Tünelin 17. metresindeydik.

Hatta, 17 metre 38. santimde.

Neden böyle kesin konuşuyorum?

Ferdi Abi, lazer düzeneği yapmıştı. Tünelin başlangıç noktasındaki (tuvalet kuburundan aşağıdaki boşluğa girdiğimiz yer) duvara monte ettiği yön bulma ışığından bahsediyorum. Kırmızı ışık bize yön veriyordu. Bilgisayara bağlı yön bulma uygulamasıyla uyumlu çalışıyor ve tünelin sapmasını engelliyordu. Aynı zamanda, açtığımız uzunluğu da bize söylüyordu.

Lazer pointer’ın tam yanına, karganın tünemesi için bir demir kazık çakmıştı Ferdi Abi. Karga uyur gibi yapsa da, ne zaman yaklaşsak göz kapaklarını açıyor ve bize tıslıyordu. Düzeneğe dokunup yönünü bozmamıza –kazaen de olsa– imkân yoktu.

Işık huzmesi boyunca ağır ağır kazmayı salıyordum. Islak toprak parçalarını, gün görmemiş taşları kovalara doldurup, çıkıştaki makaraya dolduruyordum. Sonra yukarıdan elektrikli düzeneği çalıştıran Ferdi Abi, çıkan kovaları alıp çamaşırhanenin boşluğuna döküyordu. Douglas’ınsa gözü, tünelin tavanı ve yan duvarlarındaydı. Arada ıslıkla Ferdi Abi’yi çağırıyordu. Aralarında konuşuyorlardı bir süre. Ardından Ferdi Abi, tüneli yeni ağaç kütükleriyle sağlamlaştırıyordu.

İşe giriştiğimizin on birinci gününde, yan duvarlardan aynı anda su patladı. İki saniyede bileklerime kadar içinde kaldım. Douglas ve Karga anında delikten yukarıya kaçtılar. Oysa benim hoşuma gitmişti. Ilıktı su. Kadife gibiydi dokunuşu.

Su azizdir.

Su anne gibidir.

Annemi bilmiyorum diye, anneyi bilmiyorum sanmayın.

Ben güneşe inanırım. Sarıp sarmalar.

Gölgeye inanırım. İçine alır.

Suya inanırım. Can alır, can verir.

Öylece bırakmıştım kendimi.

Başka bir hayata geçerim diyordum.

Su boğar, su alır götürür, su vücudumu ezer ama acımı ve çaresizliğimi de yener böylece.

Dizlerime kadar erişince, bıraktım kendimi.

Çöktüm.

Zamanım daha hızlı kaçsın benden istedim.

O sırada tünelin dayakları da çökmeye başlamıştı.

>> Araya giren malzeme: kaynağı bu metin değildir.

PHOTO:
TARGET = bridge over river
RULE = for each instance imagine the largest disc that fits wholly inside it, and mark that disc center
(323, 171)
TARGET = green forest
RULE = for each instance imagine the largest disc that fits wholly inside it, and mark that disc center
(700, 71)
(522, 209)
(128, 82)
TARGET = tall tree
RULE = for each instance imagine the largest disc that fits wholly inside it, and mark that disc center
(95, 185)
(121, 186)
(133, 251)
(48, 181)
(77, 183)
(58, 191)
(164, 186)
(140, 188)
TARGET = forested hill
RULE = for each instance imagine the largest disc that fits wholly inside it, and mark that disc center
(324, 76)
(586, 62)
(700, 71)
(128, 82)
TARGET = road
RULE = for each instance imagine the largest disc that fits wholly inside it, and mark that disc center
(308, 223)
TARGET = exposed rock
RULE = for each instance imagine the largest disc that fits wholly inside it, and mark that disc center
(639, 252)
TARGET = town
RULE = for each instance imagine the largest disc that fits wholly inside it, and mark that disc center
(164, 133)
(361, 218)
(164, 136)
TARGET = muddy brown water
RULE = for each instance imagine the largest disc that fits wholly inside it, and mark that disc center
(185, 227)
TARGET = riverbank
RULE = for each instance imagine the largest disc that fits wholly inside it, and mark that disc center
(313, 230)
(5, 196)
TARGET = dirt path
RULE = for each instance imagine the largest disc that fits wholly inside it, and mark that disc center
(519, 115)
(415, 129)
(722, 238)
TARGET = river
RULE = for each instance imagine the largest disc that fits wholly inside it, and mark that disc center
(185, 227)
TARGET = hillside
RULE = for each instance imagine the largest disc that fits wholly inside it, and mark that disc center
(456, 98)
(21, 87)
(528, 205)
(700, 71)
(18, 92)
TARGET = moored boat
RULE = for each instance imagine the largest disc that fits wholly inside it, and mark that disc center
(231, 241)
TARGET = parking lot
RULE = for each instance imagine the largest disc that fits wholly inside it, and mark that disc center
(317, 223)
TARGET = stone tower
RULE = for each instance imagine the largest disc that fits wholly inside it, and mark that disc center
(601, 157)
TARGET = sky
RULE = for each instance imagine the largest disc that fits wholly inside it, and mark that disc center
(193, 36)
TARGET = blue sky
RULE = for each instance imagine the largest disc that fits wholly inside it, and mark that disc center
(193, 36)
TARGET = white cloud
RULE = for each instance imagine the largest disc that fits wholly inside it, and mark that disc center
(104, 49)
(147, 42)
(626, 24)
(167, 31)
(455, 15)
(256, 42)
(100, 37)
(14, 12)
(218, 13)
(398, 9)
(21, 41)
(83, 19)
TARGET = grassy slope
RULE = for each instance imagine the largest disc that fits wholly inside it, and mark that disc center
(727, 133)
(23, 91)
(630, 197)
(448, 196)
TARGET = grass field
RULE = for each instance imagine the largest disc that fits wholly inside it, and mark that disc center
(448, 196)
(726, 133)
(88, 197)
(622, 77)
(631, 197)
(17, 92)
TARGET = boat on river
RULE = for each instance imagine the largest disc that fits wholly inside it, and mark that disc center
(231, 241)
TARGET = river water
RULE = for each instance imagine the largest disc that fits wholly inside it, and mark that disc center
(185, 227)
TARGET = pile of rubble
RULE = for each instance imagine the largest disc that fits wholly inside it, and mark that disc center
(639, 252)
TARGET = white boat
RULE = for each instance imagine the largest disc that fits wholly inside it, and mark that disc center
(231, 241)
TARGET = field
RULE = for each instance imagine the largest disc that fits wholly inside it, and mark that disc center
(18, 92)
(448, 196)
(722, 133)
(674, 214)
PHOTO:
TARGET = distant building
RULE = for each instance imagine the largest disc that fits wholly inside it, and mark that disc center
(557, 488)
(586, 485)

Su çatırtılar içinde geliyordu.

Kendi türkünü söylemek gibisi yoktur.

En iyi bildiğin, sesindir.

İşte bitti diyordum ki, bir el beni ensemdeki saçlardan yakaladı. Çekti ışığına.

Ferdi Abi, sen ne kuvvetli bir insansın Allah aşkına.

“Kuvvetli değil, hedefleri olan insanım,” dedi.

“Bıraksaydın beni.”

“Bırakamam. Tek başına devam edemem.”

“Ama yoldaş değiliz biz.”

“Öyle ama sen de kölem değilsin.”

“Değil miyim?”

“Öyle mi hissediyorsun?”

“Bilmiyorum. Aslında kendime değişik bir yer buldum. Ne köle, ne özgür. Tam arada bir yer. Rahatlatıcı pat durumu. Havada hareketsiz durabiliyorum sanki. Kımıldamadan.”

“Kımıldayınca acıyor çünkü.”

“Evet, boynumdan kuyruksokumuma kadar bir yarık açılıyor.”

“Sen de sabit kalmayı seçtin.”

“Aynen öyle.”

“Fakat yalan söylüyorsun. O noktada kalmayı seçseydin, benim yanımda olmayı tercih ederdin. Oysa boğulmayı, ölmeyi istedin ki, bu da bir harekettir.”

İşte o zaman dank etti.

Kımıldayabiliyordum.

Belirsizlikten korksam da hareket etmiştim. Ölmeye yatmıştım. Şimdi yaşamayı da deneyebilirdim.

Karar vermiştim ama heyecanlı bir salak da değildim. Eski halimin durgunluğu soğukkanlılık olarak gelip oturmuştu göğsüme.

Usul usul hazırlık yaptım.

Daha çok yemek yedim ve daha uzun uyudum. Çalışırken daha dikkatliydim. Belimi ve uzuvlarımı incitmemeye dikkat ediyordum. Hızlı koşmam gerekiyordu, belki uzun süre aç kalacaktım. İç donuma gizli, büyük bir cep diktim. Zor eriyen çikolata ve peksimet parçalarını sakladım.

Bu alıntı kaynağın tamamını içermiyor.